Cytomegalovirus Colitis Causing Cecal Perforation and Massive Lower Gastrointestinal Bleeding.
- Author:
Jung Won JEON
1
;
Jae Myung CHA
;
Joung Il LEE
;
Kwang Ro JOO
;
Hyun Phil SHIN
;
Jae Jun PARK
;
Kwan Mi PACK
;
Jun Uk LIM
Author Information
1. Department of Internal Medicine, Gang Dong Kyung Hee University Hospital, Kyunghee University College of Medicine, Seoul, Korea. dramc@hanmail.net
- Publication Type:Case Report
- Keywords:
Cytomegalovirus;
Colitis;
Bleeding;
Perforation;
Ganciclovir
- MeSH:
Colitis;
Colon;
Cytomegalovirus;
Ganciclovir;
Gastrointestinal Tract;
Hemorrhage;
Humans;
Immunocompromised Host;
Lupus Nephritis;
Megacolon, Toxic;
Ulcer
- From:Korean Journal of Gastrointestinal Endoscopy
2011;42(1):33-37
- CountryRepublic of Korea
- Language:Korean
-
Abstract:
Cytomegalovirus (CMV) infection is associated with significant morbidity and mortality in immunocompromised patients. It may cause serious illness including bleeding, ulceration and perforation of the gastrointestinal tract. However, bowel perforation, toxic megacolon, and massive lower gastrointestinal bleeding caused by CMV in one patient is not common.

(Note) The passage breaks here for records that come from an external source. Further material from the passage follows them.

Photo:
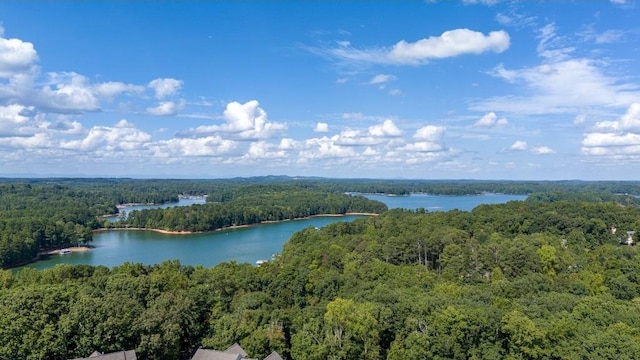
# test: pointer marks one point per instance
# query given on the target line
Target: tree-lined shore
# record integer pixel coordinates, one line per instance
(539, 279)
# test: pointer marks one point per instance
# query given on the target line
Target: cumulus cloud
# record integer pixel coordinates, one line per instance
(246, 121)
(450, 43)
(207, 146)
(265, 150)
(518, 146)
(165, 87)
(490, 120)
(560, 83)
(374, 135)
(381, 79)
(11, 119)
(16, 56)
(124, 136)
(68, 92)
(387, 129)
(165, 108)
(542, 150)
(321, 127)
(323, 148)
(109, 90)
(620, 137)
(428, 139)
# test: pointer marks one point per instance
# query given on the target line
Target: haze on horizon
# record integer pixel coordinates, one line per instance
(475, 89)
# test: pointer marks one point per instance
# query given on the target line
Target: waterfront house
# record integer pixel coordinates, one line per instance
(233, 352)
(120, 355)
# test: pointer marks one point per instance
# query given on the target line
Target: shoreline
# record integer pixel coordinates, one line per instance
(79, 248)
(232, 227)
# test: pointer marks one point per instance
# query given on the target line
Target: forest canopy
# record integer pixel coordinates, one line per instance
(547, 278)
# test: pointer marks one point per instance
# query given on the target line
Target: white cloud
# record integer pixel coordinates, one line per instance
(68, 92)
(381, 79)
(387, 128)
(429, 139)
(124, 136)
(16, 56)
(11, 118)
(321, 127)
(109, 90)
(490, 120)
(429, 133)
(247, 121)
(518, 146)
(205, 146)
(165, 108)
(449, 44)
(353, 116)
(323, 148)
(542, 150)
(561, 83)
(265, 150)
(614, 138)
(26, 142)
(165, 87)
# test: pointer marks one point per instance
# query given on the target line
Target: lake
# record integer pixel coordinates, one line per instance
(248, 245)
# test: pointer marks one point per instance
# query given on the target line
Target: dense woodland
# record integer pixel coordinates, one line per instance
(547, 278)
(254, 205)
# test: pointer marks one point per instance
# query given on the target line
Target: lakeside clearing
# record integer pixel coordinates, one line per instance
(82, 248)
(186, 232)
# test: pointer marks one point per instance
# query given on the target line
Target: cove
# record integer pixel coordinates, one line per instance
(245, 245)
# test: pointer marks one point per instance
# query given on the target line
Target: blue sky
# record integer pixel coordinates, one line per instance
(433, 90)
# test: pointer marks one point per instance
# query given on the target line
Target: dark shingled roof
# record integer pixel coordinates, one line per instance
(236, 349)
(274, 356)
(233, 352)
(207, 354)
(120, 355)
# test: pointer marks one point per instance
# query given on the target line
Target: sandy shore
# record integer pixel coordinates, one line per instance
(72, 249)
(233, 226)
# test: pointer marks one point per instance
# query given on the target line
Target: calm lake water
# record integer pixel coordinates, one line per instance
(248, 245)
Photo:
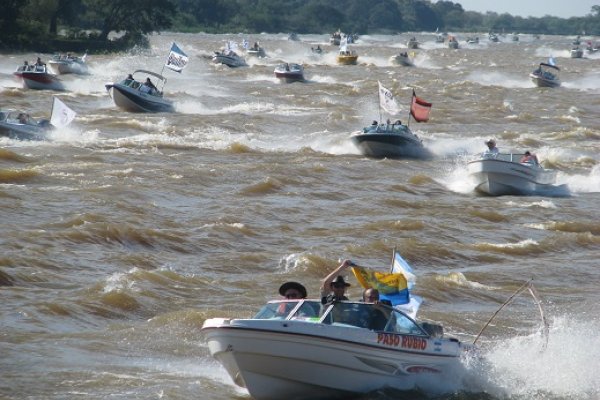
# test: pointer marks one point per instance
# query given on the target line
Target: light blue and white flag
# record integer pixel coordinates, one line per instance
(177, 59)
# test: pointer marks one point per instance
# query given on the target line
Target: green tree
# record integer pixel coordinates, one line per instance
(131, 16)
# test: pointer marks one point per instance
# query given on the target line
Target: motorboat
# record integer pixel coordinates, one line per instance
(347, 57)
(301, 349)
(67, 64)
(412, 43)
(500, 174)
(229, 58)
(289, 72)
(393, 140)
(19, 125)
(402, 59)
(256, 51)
(134, 95)
(546, 75)
(38, 77)
(452, 42)
(576, 52)
(336, 38)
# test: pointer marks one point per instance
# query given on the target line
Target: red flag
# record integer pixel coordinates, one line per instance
(419, 109)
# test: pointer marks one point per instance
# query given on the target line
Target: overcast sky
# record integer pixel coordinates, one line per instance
(531, 8)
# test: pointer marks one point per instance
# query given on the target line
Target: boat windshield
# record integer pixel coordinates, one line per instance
(375, 317)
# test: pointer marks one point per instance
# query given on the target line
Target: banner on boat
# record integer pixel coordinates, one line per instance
(177, 59)
(387, 100)
(391, 286)
(419, 109)
(62, 115)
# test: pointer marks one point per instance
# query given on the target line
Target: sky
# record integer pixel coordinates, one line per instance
(531, 8)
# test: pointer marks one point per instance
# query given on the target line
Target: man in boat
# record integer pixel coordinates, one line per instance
(492, 150)
(333, 287)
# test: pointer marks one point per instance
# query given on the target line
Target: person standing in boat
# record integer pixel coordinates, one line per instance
(333, 287)
(529, 158)
(492, 150)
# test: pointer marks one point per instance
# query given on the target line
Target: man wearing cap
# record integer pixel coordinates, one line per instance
(333, 287)
(492, 149)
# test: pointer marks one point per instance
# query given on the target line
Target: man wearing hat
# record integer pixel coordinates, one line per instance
(333, 287)
(293, 290)
(492, 149)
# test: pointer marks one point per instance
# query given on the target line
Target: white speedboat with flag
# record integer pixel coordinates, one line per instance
(136, 95)
(38, 77)
(68, 64)
(546, 74)
(20, 125)
(303, 349)
(393, 140)
(500, 174)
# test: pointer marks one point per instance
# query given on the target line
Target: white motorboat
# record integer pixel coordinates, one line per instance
(300, 349)
(546, 75)
(136, 96)
(577, 52)
(393, 140)
(503, 174)
(412, 43)
(38, 77)
(401, 59)
(19, 125)
(67, 64)
(229, 58)
(289, 72)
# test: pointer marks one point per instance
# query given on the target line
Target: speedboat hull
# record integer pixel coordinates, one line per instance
(296, 360)
(134, 100)
(68, 67)
(293, 73)
(497, 177)
(39, 80)
(540, 81)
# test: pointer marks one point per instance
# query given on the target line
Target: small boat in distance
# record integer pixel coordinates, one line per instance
(21, 126)
(412, 43)
(402, 59)
(393, 140)
(289, 72)
(498, 174)
(546, 75)
(68, 64)
(38, 77)
(135, 95)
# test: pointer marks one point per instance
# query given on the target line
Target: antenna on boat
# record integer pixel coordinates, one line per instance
(536, 298)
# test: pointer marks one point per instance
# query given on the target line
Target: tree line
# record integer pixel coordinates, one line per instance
(119, 24)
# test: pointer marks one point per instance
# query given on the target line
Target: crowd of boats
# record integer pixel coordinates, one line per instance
(498, 175)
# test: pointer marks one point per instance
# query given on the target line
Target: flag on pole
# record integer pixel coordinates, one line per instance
(61, 114)
(177, 59)
(391, 286)
(387, 100)
(419, 109)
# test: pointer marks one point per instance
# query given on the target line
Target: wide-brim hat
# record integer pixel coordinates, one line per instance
(293, 285)
(340, 280)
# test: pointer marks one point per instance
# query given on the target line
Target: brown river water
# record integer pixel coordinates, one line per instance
(124, 232)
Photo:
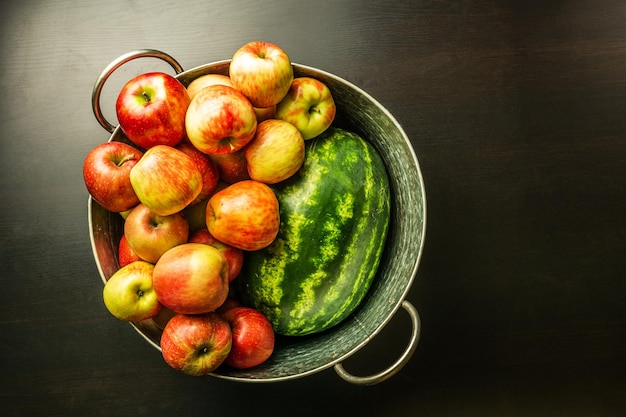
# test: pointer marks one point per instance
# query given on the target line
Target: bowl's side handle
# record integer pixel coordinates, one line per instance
(121, 60)
(400, 362)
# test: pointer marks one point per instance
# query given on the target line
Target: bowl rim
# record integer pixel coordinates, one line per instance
(187, 76)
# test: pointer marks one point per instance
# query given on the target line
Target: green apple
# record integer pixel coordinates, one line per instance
(309, 106)
(129, 294)
(275, 153)
(166, 180)
(220, 120)
(244, 215)
(207, 80)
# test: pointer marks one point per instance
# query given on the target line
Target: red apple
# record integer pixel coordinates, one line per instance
(208, 170)
(233, 256)
(309, 106)
(106, 172)
(196, 345)
(129, 294)
(264, 113)
(244, 215)
(231, 302)
(125, 253)
(232, 166)
(151, 235)
(166, 180)
(151, 109)
(207, 80)
(275, 153)
(220, 120)
(262, 71)
(252, 337)
(191, 278)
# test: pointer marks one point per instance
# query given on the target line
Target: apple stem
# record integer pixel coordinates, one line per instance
(126, 158)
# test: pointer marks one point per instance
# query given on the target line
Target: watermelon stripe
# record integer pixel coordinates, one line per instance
(334, 220)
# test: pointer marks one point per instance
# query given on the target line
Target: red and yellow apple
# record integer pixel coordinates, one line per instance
(244, 215)
(129, 294)
(252, 337)
(208, 170)
(207, 80)
(126, 254)
(262, 71)
(232, 166)
(191, 278)
(309, 106)
(233, 256)
(151, 235)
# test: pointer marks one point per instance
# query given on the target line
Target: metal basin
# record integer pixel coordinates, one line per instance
(296, 357)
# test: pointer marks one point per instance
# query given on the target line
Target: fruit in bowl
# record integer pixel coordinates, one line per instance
(309, 239)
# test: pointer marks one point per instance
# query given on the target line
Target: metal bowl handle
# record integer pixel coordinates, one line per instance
(97, 88)
(399, 364)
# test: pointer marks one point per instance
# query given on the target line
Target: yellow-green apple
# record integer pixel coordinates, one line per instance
(162, 317)
(207, 80)
(244, 215)
(151, 235)
(220, 120)
(166, 180)
(126, 254)
(196, 215)
(196, 345)
(262, 71)
(106, 172)
(308, 105)
(208, 170)
(234, 256)
(232, 166)
(151, 109)
(231, 302)
(275, 153)
(191, 278)
(129, 294)
(252, 337)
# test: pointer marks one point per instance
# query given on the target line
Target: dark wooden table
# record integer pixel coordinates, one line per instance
(517, 112)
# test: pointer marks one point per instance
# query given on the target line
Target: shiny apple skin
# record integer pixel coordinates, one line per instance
(244, 215)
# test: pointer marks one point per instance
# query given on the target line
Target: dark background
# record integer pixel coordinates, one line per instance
(516, 110)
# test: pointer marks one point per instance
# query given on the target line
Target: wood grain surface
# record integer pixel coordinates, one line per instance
(516, 111)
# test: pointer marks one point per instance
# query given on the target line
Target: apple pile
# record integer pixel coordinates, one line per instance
(192, 183)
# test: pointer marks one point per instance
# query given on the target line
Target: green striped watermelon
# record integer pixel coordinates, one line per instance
(334, 220)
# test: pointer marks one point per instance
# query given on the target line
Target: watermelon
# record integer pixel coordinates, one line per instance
(334, 219)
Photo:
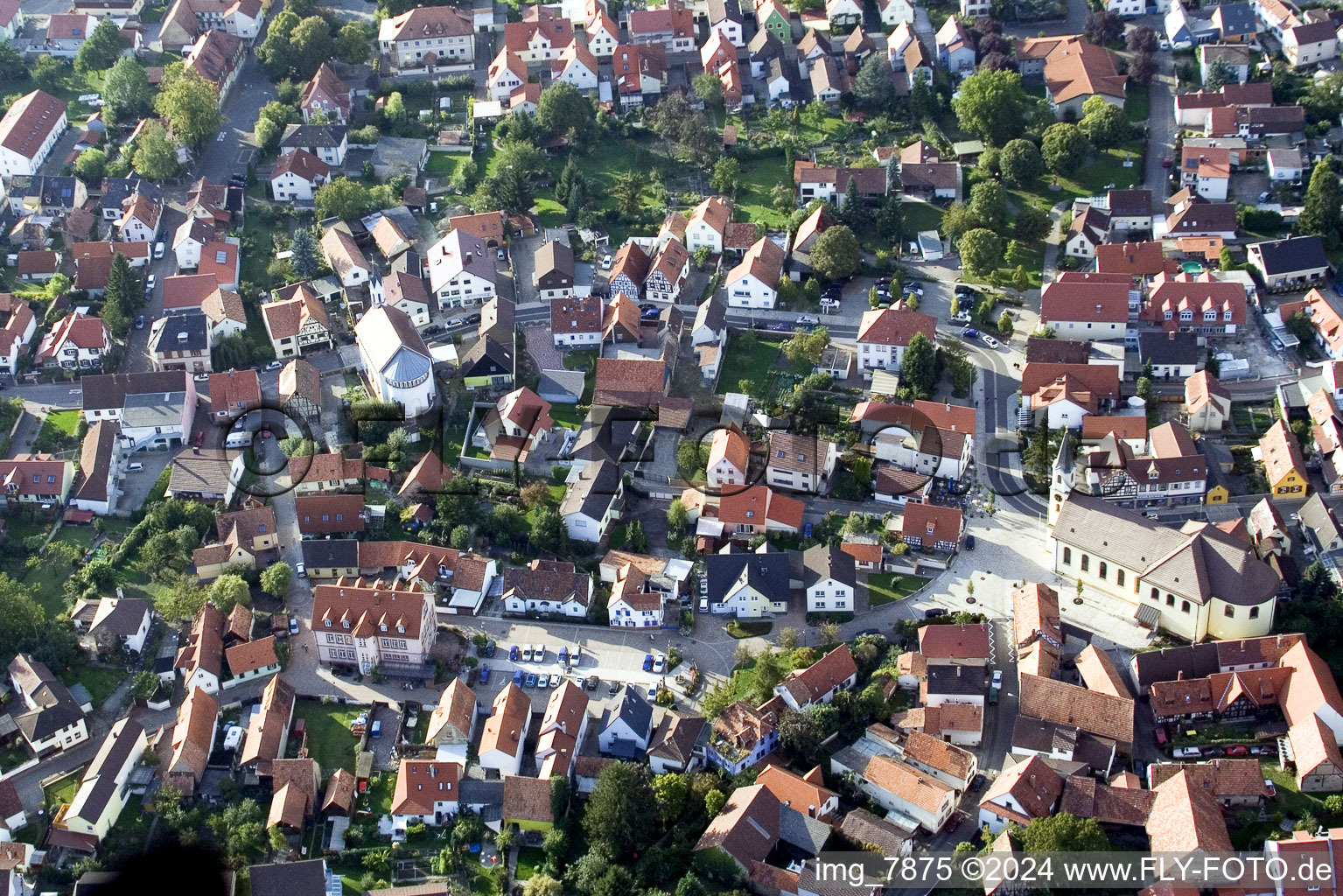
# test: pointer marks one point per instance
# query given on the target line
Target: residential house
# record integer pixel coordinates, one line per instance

In this report, we present a case of CMV colitis causing cecal perforation and massive lower gastrointestinal bleeding in a patient with lupus nephritis. In our case, severe lower gastrointestinal bleeding developed during successful treatment of CMV infection with ganciclovir. Even though the outcome of CMV colitis has improved since ganciclovir has been available for immunocompromised patients, reductions in gastrointestinal bleeding from colonic ulcers of CMV colitis may be possible during successful treatment with ganciclovir. This case suggests the possibility of lower gastrointestinal bleeding from a colon ulcer of CMV colitis should be considered during successful treatment with ganciclovir in immunocompromised patients.